I might nudge this up to UBN today, this blocks us from deploying to new hardware and something's up with our old clusters. The reason I'm not bumping priority now is that I'm focused on fixing the issue that's overloading the old hardware.

@thcipriani @mmodell Is the fix for T179013 deployed to production? I'm hoping the fix will be that simple.

I might nudge this up to UBN today, this blocks us from deploying to new hardware and something's up with our old clusters. The reason I'm not bumping priority now is that I'm focused on fixing the issue that's overloading the old hardware.

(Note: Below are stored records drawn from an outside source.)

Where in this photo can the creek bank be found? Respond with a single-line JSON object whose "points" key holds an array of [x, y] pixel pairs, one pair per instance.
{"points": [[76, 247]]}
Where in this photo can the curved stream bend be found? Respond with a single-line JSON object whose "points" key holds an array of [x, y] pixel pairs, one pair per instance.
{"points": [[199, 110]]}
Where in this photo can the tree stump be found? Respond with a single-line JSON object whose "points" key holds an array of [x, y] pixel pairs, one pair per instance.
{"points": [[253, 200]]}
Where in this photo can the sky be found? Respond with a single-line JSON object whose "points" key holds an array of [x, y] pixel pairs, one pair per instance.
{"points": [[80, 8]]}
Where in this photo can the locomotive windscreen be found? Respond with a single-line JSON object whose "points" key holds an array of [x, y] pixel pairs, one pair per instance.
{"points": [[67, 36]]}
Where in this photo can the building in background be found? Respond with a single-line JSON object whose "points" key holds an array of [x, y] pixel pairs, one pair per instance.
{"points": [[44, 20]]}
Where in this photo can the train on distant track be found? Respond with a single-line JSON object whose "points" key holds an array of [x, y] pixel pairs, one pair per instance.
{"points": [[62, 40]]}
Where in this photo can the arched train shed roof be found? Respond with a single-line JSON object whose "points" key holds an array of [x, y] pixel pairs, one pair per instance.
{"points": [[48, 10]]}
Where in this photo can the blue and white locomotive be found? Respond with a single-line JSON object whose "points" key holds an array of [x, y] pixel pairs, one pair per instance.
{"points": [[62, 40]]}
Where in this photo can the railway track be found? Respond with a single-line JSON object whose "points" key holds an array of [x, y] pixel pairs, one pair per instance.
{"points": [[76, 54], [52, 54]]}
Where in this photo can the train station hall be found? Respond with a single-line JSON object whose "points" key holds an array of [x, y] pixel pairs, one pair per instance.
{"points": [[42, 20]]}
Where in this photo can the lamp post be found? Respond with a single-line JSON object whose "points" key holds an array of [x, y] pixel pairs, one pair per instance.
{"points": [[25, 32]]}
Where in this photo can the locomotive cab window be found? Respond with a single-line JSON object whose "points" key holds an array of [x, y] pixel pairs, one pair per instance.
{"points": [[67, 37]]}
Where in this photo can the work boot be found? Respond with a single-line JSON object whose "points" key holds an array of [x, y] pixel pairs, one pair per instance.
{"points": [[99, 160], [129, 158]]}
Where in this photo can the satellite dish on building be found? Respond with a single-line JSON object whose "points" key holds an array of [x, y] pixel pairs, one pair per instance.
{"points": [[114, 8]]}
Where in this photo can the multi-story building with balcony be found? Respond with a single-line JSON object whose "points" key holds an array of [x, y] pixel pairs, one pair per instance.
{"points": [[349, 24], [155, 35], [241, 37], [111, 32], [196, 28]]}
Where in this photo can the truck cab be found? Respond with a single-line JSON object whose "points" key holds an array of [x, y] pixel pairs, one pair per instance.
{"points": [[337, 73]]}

No the fix is not in production. It's tangled up in a lot of other changes, but effectively it just moves around a git submodule sync so backporting for a minor version bump may not be too involved.

It is noteworthy that this bug only happens when redeploying a revision that has already been deployed with --force. A quick workaround would be to remove the revision directory, e.g., /srv/deployment/ores/deploy-cache/revs/[sha1] from the target.

@thcipriani OK thank you for the workaround. I'll note that I don't have permissions to do that myself, but I'll ask an opsen to do so, or just trivially increment the revision.

I'm not sure what to make of this one. I don't think T179013 ever affected production, so I'm not sure that we can backport a fix for it. If anything we should just push a new scap version with the latest code which should be stable at this point.

I haven't seen this issue in a few weeks, closing. Thank you!